The 2022 Vuelta a España will start in the Nertherlands, with the Spanish Grand Tour kicking off with a team time trial in Utrecht before road race stages from ‘s-Hertogenbosch to Utrecht and around Breda.
The Netherlands was set to host the first three stages of the 2020 edition Vuelta but the La Vuelta Holanda Grand Depart was cancelled due to the COVID-19 pandemic and the reduced, 18-stage race started in the Basque Country.
The 2022 edition will be the second edition of La Vuelta to start in the Netherlands, after Assen hosted the race in 2009. It will be the fourth time the Vuelta starts outside of Spain after Lisbon 1987, Assen 2009, and Nîmes 2017.
The race will be focused on Utrecht, Breda, ‘s-Hertogenbosch, and neighbouring North Brabant province, with organisers Unipublic having published maps for the opening three stages showing the same route details as the planned 2020 start.
Utrecht will host the team presentation, the initial team time trial, and the finish line for the second stage that will begin in ‘s-Hertogenbosch. The third stage will cover a long loop around Breda, starting and finishing in the city.
Stage distances and the dates for the 2022 Vuelta have still to be confirmed. The full route of the 2022 Vuelta is expected to be presented at the end of the year.
This year’s race starts in Burgos in northern Spain on August 14. Primoz Roglic beat Richard Carapaz by 24 seconds to win the 2020 Vuelta.
“To return to the Netherlands, which is the quintessential cycling nation, is something we’ve been wanting to do for a very long time,” the director of La Vuelta Javier Guillén said, posing with former Dutch Vuelta winner Joop Zoetemelk (winner in 1979) and Jan Janssen (winner in 1967).

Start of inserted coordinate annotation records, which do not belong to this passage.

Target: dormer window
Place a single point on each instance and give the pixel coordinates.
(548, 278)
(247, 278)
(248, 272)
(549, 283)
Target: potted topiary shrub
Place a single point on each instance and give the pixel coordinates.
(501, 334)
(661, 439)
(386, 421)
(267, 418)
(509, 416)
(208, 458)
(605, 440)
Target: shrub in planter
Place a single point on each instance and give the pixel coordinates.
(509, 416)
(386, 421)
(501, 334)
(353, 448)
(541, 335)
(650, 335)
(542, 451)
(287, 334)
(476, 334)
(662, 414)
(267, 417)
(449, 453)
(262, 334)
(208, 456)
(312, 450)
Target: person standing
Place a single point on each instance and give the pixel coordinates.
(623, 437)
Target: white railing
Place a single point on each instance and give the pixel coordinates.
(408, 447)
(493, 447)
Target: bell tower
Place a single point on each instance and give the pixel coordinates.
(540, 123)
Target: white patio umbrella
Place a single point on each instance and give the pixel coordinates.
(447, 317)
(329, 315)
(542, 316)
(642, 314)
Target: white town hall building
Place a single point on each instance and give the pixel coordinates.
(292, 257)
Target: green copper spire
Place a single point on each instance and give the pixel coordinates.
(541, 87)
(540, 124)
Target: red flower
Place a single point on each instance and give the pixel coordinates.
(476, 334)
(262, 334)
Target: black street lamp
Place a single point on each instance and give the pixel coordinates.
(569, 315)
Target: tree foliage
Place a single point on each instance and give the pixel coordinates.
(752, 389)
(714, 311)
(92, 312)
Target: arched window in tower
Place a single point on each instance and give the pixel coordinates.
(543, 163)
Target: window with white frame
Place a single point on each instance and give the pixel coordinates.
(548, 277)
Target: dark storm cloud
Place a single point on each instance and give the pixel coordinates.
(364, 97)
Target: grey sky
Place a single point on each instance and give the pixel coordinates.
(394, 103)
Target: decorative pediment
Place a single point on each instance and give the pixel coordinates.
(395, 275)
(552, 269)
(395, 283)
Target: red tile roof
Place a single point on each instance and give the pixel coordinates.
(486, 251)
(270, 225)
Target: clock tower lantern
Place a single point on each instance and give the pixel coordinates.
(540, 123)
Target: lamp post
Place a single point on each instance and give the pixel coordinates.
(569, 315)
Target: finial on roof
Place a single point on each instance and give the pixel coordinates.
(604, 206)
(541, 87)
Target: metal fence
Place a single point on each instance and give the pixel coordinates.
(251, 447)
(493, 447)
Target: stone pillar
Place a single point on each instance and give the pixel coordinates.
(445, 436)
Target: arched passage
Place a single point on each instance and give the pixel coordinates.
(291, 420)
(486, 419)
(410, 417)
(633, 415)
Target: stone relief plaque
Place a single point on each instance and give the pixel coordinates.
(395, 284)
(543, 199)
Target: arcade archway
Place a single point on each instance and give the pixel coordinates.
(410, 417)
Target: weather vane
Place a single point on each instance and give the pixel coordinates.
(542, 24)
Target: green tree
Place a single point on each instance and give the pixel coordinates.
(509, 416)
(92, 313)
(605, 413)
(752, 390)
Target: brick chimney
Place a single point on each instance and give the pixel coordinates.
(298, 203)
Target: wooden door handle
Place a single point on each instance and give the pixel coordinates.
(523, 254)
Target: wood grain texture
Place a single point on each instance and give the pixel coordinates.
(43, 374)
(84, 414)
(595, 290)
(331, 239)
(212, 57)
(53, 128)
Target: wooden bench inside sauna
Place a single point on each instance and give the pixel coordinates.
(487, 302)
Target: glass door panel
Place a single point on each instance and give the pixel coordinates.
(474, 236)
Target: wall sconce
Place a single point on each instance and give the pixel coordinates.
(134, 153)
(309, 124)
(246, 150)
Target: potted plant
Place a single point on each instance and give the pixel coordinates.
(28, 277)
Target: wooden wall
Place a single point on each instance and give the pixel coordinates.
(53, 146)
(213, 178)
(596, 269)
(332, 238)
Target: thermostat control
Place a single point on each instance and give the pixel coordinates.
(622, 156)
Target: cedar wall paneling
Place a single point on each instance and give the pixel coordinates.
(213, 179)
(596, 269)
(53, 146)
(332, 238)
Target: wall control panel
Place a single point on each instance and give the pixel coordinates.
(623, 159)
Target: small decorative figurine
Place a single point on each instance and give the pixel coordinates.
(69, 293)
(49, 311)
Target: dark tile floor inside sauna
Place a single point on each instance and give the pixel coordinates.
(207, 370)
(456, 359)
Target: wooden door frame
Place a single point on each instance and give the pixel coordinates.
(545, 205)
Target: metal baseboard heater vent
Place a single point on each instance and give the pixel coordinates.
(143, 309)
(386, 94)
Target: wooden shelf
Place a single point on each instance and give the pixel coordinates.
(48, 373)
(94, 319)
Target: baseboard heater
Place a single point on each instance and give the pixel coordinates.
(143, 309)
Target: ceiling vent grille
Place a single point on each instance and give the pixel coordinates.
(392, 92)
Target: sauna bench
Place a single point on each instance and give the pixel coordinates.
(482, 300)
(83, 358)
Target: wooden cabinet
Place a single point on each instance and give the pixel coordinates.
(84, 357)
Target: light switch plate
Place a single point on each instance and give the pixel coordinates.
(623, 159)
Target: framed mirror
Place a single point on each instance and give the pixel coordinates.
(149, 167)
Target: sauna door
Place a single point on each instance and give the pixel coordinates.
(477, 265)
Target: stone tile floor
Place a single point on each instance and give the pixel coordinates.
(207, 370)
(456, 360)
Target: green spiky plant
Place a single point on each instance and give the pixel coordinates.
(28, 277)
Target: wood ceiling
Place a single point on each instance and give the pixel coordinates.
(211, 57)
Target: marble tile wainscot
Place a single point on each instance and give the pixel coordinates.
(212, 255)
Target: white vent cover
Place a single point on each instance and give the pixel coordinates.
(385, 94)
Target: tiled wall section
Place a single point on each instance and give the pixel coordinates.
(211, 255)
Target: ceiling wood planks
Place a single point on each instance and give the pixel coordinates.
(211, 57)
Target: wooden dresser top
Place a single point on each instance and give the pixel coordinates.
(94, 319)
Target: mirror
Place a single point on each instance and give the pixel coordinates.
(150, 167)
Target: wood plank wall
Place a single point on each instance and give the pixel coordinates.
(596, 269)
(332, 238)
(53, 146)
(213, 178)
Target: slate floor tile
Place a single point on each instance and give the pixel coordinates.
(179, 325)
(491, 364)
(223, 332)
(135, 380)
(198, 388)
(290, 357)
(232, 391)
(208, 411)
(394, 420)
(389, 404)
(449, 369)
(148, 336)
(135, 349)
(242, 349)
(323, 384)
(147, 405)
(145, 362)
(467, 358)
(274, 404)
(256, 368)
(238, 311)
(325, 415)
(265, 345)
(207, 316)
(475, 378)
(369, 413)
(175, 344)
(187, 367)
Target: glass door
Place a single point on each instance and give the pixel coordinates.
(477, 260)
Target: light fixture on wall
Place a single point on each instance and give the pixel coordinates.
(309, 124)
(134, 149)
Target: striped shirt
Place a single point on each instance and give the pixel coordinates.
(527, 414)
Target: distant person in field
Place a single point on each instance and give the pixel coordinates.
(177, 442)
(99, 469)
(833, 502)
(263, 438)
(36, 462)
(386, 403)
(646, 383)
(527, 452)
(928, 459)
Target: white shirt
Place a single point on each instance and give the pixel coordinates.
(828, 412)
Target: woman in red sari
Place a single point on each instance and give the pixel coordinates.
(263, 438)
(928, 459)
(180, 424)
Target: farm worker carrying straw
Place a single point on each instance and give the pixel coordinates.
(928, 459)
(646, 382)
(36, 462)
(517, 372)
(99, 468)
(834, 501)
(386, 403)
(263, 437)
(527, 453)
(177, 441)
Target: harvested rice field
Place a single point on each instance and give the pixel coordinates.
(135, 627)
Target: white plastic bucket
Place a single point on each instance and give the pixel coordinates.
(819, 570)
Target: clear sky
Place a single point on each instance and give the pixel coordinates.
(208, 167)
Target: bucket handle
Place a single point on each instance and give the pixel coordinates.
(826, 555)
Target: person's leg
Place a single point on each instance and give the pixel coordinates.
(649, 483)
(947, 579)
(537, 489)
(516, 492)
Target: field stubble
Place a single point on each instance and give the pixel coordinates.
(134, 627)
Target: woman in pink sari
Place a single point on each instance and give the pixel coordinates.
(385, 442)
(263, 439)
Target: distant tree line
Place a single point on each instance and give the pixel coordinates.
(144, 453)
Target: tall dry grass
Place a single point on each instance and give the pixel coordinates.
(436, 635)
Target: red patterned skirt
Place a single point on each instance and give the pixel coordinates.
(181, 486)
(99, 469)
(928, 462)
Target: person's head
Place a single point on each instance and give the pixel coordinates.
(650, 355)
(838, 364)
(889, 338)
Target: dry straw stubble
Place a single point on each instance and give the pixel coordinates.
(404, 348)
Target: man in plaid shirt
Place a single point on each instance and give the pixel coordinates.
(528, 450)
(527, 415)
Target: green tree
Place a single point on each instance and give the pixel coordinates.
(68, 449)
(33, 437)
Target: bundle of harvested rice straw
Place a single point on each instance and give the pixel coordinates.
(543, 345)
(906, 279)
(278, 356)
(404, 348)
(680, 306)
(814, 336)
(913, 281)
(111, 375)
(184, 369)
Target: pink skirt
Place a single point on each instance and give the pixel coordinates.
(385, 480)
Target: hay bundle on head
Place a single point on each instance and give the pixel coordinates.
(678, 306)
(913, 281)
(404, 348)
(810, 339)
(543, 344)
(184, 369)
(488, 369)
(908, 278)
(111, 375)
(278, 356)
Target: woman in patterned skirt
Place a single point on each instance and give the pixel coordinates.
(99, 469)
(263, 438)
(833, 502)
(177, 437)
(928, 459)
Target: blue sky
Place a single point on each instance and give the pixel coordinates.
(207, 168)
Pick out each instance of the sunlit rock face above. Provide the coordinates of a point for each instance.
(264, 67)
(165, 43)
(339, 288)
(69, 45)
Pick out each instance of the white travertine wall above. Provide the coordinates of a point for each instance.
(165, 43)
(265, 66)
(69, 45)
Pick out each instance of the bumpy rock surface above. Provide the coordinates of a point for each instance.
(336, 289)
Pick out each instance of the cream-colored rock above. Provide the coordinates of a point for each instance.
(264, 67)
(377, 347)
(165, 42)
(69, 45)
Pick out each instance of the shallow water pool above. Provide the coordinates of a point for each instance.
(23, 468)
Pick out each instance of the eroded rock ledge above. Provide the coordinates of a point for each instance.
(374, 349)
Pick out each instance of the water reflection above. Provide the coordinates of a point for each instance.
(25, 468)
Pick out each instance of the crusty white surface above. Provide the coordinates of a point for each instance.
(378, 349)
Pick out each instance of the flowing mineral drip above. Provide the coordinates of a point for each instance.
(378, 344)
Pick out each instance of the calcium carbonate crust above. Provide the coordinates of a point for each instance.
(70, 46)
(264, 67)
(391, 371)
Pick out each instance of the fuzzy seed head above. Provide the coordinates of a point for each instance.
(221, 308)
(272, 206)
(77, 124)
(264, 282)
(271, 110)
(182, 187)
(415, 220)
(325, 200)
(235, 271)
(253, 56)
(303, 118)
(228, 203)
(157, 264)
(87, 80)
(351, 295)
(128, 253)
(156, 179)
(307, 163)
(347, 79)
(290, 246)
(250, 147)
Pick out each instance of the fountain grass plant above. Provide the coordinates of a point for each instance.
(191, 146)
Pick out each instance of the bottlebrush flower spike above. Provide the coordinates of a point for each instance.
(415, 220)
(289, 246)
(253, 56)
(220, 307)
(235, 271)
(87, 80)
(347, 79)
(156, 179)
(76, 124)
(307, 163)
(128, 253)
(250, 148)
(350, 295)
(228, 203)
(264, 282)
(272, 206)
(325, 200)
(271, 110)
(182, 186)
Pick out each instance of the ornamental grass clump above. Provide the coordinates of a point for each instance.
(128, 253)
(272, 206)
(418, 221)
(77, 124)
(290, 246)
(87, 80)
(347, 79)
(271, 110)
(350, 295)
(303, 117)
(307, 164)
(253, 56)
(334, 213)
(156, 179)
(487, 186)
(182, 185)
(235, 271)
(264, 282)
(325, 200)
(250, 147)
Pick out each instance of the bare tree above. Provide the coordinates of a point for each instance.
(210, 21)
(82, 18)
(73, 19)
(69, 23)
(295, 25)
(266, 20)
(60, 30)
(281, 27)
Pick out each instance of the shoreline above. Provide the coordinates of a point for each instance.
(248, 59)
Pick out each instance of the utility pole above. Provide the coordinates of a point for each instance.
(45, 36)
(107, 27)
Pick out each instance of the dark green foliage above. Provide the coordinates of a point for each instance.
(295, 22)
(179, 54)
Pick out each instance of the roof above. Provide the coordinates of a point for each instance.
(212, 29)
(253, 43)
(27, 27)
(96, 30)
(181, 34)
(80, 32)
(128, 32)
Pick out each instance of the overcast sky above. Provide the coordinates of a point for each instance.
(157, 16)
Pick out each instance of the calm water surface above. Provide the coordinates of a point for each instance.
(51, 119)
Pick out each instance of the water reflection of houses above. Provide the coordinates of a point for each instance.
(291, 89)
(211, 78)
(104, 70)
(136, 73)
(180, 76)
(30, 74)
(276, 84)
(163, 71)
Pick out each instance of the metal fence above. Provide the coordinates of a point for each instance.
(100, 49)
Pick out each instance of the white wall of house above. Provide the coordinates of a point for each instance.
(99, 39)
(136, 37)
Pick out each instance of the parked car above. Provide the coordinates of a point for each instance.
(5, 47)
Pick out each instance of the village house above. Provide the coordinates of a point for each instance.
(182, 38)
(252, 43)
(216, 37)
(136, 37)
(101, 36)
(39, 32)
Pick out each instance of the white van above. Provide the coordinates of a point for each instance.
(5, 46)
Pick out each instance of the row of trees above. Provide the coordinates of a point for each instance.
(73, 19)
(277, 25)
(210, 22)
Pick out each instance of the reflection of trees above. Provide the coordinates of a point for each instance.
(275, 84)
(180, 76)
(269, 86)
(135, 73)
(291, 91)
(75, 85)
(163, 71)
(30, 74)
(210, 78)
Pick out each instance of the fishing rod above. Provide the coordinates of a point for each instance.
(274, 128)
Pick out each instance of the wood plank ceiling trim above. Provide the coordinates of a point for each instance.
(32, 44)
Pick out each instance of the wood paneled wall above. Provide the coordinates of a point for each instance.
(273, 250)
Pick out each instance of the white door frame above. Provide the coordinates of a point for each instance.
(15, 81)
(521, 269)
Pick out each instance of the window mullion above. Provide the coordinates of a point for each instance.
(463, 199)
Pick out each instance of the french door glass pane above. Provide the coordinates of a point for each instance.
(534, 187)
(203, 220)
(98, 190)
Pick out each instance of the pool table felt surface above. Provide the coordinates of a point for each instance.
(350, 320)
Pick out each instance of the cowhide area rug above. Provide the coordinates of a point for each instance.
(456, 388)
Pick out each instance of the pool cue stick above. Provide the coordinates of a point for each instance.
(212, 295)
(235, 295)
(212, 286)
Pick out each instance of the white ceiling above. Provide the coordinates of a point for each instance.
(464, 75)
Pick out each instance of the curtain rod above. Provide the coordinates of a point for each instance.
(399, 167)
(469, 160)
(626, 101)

“Holland is a guarantee for success in terms of organisation and I have no doubt that, despite the complexity of the current situation, we will be able to carry out the event safely and successfully.”
“In 2020 we were forced to make a decision that we never wanted to make, but which we were compelled to make given the circumstances. Despite everything, the Netherlands’ commitment and wish to host La Vuelta hasn’t changed a bit since then. It’s a pleasure for us to work with institutions that are so committed and that love cycling as much as they do.”